Najdłuższej członkiem Myztro był Michael "dooi" Dewey, który do formacji zawitał we wrześniu 2017, teraz jednak zamierza on wziąć sobie przerwę od zawodowego grania. Czynni powinno natomiast pozostać wspomniany clawz, a także Dmytro "Xron" Sakharuk i Kyle "Silencep" Mooren, czyli pozostała pożegnana trójka. Wszyscy ci zawodnicy dostali wolną rękę w poszukiwaniu nowych pracodawców, wobec czego jedynym zakontraktowanym przez MG zawodnikiem pozostaje obecnie Adrián "RAISY" Birgány.

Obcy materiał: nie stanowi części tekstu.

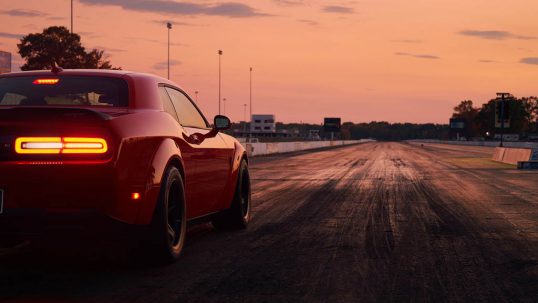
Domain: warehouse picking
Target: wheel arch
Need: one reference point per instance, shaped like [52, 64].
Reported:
[167, 154]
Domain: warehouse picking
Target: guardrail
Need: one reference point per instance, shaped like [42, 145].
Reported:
[482, 143]
[260, 149]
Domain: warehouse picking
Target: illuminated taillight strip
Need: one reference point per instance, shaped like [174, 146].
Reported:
[84, 146]
[60, 145]
[46, 81]
[38, 145]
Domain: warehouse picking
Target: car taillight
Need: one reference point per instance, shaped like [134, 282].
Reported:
[46, 81]
[60, 145]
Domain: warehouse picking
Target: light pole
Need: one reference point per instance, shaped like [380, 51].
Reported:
[169, 26]
[220, 55]
[71, 16]
[250, 98]
[502, 95]
[245, 119]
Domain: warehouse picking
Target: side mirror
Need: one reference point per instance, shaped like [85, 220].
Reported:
[222, 122]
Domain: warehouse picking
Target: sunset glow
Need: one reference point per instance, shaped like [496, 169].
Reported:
[391, 60]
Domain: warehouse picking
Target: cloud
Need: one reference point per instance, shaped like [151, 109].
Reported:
[289, 2]
[338, 9]
[529, 60]
[164, 64]
[110, 50]
[227, 9]
[420, 56]
[9, 35]
[174, 23]
[23, 13]
[494, 35]
[407, 41]
[56, 18]
[309, 22]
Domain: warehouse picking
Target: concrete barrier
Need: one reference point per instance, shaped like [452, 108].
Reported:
[512, 155]
[260, 149]
[482, 143]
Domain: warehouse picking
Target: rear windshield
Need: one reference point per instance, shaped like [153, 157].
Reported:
[63, 91]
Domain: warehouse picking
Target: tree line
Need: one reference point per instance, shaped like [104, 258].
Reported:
[522, 114]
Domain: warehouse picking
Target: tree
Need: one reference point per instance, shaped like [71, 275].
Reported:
[56, 45]
[466, 111]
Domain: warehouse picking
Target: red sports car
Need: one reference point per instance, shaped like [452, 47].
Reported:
[133, 147]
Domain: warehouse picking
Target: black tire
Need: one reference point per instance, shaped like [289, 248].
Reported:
[238, 215]
[169, 225]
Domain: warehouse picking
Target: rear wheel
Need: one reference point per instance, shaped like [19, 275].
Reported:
[169, 224]
[238, 215]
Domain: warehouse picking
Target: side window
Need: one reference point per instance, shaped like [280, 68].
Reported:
[187, 113]
[167, 103]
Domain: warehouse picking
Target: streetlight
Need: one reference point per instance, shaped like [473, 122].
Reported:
[71, 16]
[502, 95]
[220, 55]
[250, 98]
[169, 26]
[245, 119]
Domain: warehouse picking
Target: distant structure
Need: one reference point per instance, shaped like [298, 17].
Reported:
[5, 62]
[263, 124]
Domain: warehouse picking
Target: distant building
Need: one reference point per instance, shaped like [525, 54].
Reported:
[263, 124]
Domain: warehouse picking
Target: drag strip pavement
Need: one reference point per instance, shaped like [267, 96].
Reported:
[371, 222]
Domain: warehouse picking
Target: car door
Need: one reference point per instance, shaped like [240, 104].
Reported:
[211, 157]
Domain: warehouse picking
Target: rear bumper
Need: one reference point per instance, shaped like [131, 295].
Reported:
[40, 195]
[39, 222]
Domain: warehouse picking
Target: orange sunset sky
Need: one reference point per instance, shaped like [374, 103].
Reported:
[390, 60]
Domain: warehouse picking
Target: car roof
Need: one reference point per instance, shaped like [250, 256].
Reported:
[144, 98]
[76, 72]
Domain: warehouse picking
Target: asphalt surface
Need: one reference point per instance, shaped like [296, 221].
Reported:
[386, 222]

Niemniej niewykluczone, że i to wkrótce ulegnie zmianie, a świadczyć o tym może tajemniczy wpis w mediach społecznościowych organizacji, która zapowiedziała, iż wkrótce pojawi się więcej ogłoszeń związanych z sekcją Quake'a.
Czy może to oznaczać całkowite wycofanie się Myztro ze sceny? Nie można tego wykluczyć, tym bardziej, że wydawca gry, studio Bethesda, od dłuższego czasu nie wspiera produkcji pod kątem esportu. W minionym roku liczba wszystkich turniejów lanowych była naprawdę minimalna, a na ten moment nie jest jasne czy w 2019 roku odbędą się jakiekolwiek imprezy. Nic więc dziwnego, że kilka dni temu swoją dywizję QC zamknęło Granit Gaming, teraz zaś na podobny ruch zdecydować się może również MG.